Jordan king names conservative as new prime minister (UPDATE)
Details added (first version posted at 21:30)
Jordan's King Abdullah II on Thursday asked a conservative former adviser to form a new government after the prime minister resigned six months after taking office with a mandate to implement political reforms, dpa reported.
The state-run news agency Petra said Fayez Tarawneh, a political conservative who previously served as prime minister from 1998-1999 under the reign of King Hussein, was asked to form a new government.
Observers say the King's selection of Tarawneh, a former Royal Court chief, is sign the monarch is turning to a trusted hand to help steer the country through an emerging "political crisis."
Protesters inspired by the Arab Spring uprisings have been holding demonstrations to demand political reforms but those have remained largely small compared with popular uprisings that toppled rulers in Tunisia, Egypt, Libya and Yemen.
Government sources linked Awn Khasawneh's resignation as prime minister to growing differences between the premier and the monarch over political reforms. The resignation marked Jordan's fourth change of government since the Arab Spring uprisings.

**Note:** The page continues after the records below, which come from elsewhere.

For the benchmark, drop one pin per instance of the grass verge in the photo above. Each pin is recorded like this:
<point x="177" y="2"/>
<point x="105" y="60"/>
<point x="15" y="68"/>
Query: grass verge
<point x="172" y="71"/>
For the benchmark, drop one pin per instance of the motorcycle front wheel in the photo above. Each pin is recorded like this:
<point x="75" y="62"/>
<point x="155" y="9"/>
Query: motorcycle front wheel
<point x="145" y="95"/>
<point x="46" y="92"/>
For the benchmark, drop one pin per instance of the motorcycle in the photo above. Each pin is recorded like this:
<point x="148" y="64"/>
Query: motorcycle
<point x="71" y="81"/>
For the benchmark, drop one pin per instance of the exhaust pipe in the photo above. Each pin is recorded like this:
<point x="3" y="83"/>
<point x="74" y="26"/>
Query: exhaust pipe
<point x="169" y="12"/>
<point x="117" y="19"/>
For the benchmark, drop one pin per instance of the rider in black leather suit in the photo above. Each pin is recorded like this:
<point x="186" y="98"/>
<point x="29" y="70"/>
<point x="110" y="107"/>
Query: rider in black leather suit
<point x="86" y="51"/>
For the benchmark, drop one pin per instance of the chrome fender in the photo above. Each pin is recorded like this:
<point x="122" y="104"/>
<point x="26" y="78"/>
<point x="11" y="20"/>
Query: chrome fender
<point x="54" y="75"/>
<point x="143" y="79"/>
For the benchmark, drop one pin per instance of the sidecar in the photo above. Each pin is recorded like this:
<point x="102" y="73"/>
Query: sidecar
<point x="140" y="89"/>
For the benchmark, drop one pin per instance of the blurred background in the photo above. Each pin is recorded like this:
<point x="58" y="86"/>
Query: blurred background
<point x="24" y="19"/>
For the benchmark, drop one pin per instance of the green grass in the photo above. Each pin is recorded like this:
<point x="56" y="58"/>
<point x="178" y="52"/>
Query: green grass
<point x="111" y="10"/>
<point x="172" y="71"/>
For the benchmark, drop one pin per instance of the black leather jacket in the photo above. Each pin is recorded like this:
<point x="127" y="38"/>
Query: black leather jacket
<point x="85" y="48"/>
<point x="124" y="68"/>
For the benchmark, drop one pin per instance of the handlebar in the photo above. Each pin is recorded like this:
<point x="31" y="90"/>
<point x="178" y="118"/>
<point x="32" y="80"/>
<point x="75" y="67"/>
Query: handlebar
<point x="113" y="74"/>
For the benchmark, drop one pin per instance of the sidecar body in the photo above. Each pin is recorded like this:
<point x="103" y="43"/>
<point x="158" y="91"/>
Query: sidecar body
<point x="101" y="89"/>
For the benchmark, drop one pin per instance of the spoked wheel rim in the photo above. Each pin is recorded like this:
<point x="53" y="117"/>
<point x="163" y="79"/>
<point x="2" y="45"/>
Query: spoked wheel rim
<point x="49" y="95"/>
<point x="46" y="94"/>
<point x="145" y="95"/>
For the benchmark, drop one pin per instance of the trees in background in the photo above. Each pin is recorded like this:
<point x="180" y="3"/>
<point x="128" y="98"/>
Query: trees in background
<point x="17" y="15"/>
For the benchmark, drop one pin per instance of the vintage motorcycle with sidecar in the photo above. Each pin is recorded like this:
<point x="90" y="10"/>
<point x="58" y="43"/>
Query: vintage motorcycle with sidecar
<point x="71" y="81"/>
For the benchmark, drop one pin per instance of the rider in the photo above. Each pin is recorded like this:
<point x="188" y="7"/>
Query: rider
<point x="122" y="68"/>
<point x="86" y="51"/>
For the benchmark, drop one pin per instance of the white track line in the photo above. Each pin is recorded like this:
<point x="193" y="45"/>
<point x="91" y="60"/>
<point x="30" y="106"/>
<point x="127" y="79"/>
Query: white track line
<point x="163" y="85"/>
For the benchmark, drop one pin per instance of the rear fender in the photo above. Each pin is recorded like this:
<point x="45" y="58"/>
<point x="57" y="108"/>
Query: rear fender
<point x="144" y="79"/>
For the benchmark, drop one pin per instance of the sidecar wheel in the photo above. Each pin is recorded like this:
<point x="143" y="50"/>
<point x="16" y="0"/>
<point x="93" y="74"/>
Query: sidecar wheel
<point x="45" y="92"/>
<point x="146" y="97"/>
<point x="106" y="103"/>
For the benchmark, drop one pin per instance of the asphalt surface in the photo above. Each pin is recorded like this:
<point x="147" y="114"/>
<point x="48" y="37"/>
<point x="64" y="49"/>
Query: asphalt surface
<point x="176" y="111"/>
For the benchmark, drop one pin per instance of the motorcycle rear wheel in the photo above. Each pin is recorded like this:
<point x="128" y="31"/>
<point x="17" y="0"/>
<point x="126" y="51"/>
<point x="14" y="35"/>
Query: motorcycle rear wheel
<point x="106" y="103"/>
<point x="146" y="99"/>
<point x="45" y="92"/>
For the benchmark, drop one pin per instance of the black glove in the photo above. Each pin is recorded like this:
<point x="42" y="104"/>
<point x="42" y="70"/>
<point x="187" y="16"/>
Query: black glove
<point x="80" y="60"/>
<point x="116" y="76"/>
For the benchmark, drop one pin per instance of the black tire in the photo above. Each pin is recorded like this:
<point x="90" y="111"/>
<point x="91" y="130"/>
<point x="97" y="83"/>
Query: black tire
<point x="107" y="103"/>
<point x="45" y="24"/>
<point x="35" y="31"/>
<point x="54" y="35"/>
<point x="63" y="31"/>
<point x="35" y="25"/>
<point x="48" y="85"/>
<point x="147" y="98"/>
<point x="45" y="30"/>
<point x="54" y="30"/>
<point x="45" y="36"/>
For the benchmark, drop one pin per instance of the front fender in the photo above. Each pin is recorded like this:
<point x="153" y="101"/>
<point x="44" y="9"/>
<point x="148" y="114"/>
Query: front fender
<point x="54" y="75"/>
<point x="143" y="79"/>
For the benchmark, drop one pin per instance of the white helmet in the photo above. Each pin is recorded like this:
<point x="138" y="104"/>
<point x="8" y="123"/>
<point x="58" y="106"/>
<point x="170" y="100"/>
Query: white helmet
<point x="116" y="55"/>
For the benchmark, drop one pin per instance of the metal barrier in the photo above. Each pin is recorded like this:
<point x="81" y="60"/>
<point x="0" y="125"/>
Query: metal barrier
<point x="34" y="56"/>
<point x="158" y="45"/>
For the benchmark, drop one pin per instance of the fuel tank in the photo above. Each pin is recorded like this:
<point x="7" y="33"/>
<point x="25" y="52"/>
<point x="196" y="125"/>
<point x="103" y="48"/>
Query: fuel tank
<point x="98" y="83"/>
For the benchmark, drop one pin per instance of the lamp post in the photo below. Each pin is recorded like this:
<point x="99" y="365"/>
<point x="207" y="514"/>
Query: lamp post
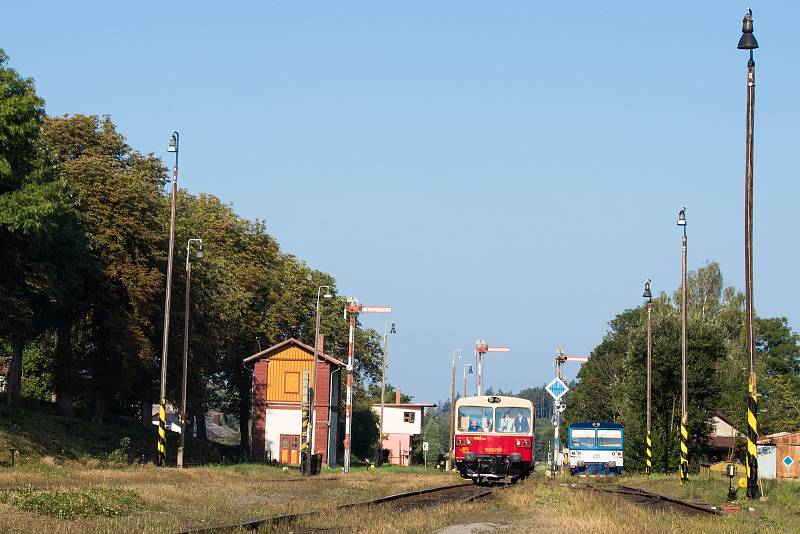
<point x="684" y="468"/>
<point x="161" y="446"/>
<point x="200" y="255"/>
<point x="450" y="451"/>
<point x="649" y="452"/>
<point x="466" y="365"/>
<point x="383" y="386"/>
<point x="748" y="42"/>
<point x="312" y="435"/>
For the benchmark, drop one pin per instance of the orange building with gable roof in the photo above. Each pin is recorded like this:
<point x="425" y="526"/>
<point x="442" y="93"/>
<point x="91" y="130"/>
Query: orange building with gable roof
<point x="277" y="393"/>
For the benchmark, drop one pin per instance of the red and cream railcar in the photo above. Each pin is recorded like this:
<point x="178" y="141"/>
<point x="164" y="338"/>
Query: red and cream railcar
<point x="494" y="438"/>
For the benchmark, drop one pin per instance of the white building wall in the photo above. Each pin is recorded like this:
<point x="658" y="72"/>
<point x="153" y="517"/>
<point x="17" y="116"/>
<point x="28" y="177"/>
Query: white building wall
<point x="394" y="423"/>
<point x="280" y="422"/>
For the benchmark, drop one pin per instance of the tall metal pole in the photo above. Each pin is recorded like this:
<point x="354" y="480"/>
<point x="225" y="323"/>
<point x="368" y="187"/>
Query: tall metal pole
<point x="450" y="451"/>
<point x="161" y="446"/>
<point x="312" y="434"/>
<point x="348" y="409"/>
<point x="748" y="42"/>
<point x="649" y="451"/>
<point x="383" y="389"/>
<point x="684" y="467"/>
<point x="184" y="378"/>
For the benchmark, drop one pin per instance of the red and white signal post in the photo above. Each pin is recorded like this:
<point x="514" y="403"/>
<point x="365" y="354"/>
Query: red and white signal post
<point x="353" y="309"/>
<point x="481" y="348"/>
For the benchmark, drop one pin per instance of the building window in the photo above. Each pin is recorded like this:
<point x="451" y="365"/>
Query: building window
<point x="291" y="382"/>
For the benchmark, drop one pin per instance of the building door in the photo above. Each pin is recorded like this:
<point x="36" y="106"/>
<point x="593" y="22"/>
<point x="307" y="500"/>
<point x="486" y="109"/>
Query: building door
<point x="290" y="449"/>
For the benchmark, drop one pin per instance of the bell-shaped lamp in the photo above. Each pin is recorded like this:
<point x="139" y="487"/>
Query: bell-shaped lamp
<point x="748" y="40"/>
<point x="173" y="142"/>
<point x="647" y="294"/>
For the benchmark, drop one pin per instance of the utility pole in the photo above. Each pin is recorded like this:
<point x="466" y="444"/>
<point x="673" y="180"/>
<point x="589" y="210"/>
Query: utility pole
<point x="450" y="451"/>
<point x="481" y="348"/>
<point x="557" y="389"/>
<point x="649" y="452"/>
<point x="383" y="388"/>
<point x="200" y="255"/>
<point x="161" y="446"/>
<point x="748" y="42"/>
<point x="352" y="310"/>
<point x="684" y="468"/>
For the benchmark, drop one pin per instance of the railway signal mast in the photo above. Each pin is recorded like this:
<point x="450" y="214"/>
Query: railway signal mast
<point x="481" y="348"/>
<point x="557" y="389"/>
<point x="352" y="310"/>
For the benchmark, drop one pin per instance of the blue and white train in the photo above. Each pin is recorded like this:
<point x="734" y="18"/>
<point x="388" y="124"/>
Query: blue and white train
<point x="596" y="448"/>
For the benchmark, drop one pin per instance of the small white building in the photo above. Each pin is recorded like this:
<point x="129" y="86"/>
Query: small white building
<point x="401" y="421"/>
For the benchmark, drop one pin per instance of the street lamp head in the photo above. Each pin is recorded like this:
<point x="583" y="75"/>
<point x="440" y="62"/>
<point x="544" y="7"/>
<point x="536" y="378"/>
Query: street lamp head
<point x="647" y="293"/>
<point x="173" y="142"/>
<point x="748" y="40"/>
<point x="682" y="217"/>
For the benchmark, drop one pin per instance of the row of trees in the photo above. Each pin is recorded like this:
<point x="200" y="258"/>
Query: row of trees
<point x="84" y="229"/>
<point x="612" y="384"/>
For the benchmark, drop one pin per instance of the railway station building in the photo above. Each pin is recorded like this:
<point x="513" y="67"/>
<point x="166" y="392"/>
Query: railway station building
<point x="403" y="421"/>
<point x="277" y="392"/>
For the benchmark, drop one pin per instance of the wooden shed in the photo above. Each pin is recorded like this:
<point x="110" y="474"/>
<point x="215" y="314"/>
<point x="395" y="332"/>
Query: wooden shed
<point x="277" y="383"/>
<point x="779" y="456"/>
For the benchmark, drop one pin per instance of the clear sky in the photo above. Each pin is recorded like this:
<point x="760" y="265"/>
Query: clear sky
<point x="505" y="170"/>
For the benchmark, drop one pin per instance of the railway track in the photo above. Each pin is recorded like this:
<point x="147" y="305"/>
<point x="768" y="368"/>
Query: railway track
<point x="410" y="500"/>
<point x="650" y="499"/>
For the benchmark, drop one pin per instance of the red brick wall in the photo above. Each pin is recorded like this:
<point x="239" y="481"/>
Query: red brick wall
<point x="257" y="445"/>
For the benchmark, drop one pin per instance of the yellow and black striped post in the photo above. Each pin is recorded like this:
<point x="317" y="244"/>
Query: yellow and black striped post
<point x="684" y="451"/>
<point x="748" y="42"/>
<point x="162" y="433"/>
<point x="753" y="491"/>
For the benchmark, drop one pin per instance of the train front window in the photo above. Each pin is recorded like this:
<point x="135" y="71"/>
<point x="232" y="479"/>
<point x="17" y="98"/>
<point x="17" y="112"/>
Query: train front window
<point x="581" y="438"/>
<point x="609" y="438"/>
<point x="513" y="419"/>
<point x="475" y="419"/>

A source close to Khasawneh said he resigned over efforts by key advisers to King Abdullah to undermine government efforts to implement democratic reforms.
Sources said the prime minister objected to a controversial election law forced upon the government by the Royal Palace. The draft law prompted the resignation of Justice Minister Salim Al-Zoubi.
Khasawneh, a former International Court of Justice vice president, was appointed as premier by King Abduallah last year to lead reform efforts.
The former judge helped warm ties between the government and the Muslim Brotherhood and attempted to include the opposition in the decision-making process.